Poll: Democrats likely to win House, GOP likely to keep Senate

- By David Lauter

WASHINGTON — The last year has seen the enactment of a major tax cut, the firstever summit between a U.S. president and the leader of North Korea, felony conviction­s and guilty pleas from two of the president’s former top aides and a bitterly fought battle over confirmati­on of a Supreme Court justice.

None fundamenta­lly changed the overall race for control of Congress.

With the midterm now just over two weeks away, the election stands almost exactly as it did nine months ago, in mid-January: Democrats remain favored to win back a majority of the House, but haven’t decisively locked the contest down; Republican­s remain favored to keep control of the Senate.

The uncanny stability, despite the year’s history-shaping headlines and furious controvers­ies, testifies to the key political fact of our era: a deep and solidly entrenched partisan divide, made both wider and more intractabl­e by the polarizing nature of the drama’s central figure, President Donald Trump.

Trump “took over politics with his surprising victory in 2016 and now, two years in, the country is going to vote about him a second time,” said Mike Murphy, the longtime Republican strategist and critic of Trump who is the co-director of the University of Southern California’s Center for the Political Future.

The challenge for Trump is that this time, he’s not matched up against Hillary Clinton. Instead, the election has been driven by two forces: Democrats’ deep anger toward Trump and what he stands for, coupled with the desire of a smaller, but crucial, bloc of swing voters to have Congress provide a check on a president whom many see as headstrong and risky.

The latest USC Dornsife/Los Angeles Times poll of voters nationwide shows Democrats with a 55 percent-42 percent lead when likely voters were asked which party’s candidate they would vote for in the Nov. 6 midterm election. The survey is the first of three weekly tracking polls of voter sentiment that USC and the Times plan to release between now and Election Day.

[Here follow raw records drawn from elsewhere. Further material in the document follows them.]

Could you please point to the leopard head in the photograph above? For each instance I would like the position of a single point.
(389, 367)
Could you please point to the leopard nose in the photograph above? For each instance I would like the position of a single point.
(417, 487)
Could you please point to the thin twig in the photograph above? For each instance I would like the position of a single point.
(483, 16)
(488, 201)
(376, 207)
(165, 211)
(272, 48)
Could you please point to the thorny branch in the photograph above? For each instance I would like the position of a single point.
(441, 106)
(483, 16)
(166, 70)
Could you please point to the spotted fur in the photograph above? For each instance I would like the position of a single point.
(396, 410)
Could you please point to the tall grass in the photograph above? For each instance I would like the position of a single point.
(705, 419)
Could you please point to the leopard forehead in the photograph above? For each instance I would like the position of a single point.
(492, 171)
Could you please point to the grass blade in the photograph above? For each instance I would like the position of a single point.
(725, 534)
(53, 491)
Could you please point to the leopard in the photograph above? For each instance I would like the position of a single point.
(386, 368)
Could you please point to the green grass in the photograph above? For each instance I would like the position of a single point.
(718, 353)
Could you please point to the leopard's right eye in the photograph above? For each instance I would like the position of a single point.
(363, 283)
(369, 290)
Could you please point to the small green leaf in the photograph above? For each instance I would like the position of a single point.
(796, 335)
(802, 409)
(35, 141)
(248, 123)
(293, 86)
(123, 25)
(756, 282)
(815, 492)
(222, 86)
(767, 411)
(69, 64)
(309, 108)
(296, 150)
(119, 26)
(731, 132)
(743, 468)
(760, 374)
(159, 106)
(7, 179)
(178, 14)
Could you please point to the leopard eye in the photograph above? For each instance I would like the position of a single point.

That 13-point Democratic advantage on the generic ballot — so called because it asks voters about party labels rather than specific candidates — is roughly similar to the findings of some other recent polls. An NBC/Wall Street Journal survey released Sunday, for example, showed Democrats with a 9-point advantage, 50 percent to 41 percent.

The desire to vote against Trump runs especially strong among female voters, particular­ly college-educated white women and minority women.

Their distaste for the administra­tion — anger in many cases — has created political battlegrou­nds in suburban districts that once reliably voted for Republican­s from Orange County, Calif., to northern New Jersey. Democrats have a strong chance of winning enough of those districts to gain the additional 23 seats they need to have a majority in the House.

Just over half of the likely female voters in the USC/L.A. Times poll, 51 percent, said they saw their vote as an expression of opposition to Trump, compared with 24 percent who said it would express support for Trump and 25 percent who said neither. Men divided almost evenly on that question, with 38 percent in opposition, 36 percent in support and 26 percent saying neither.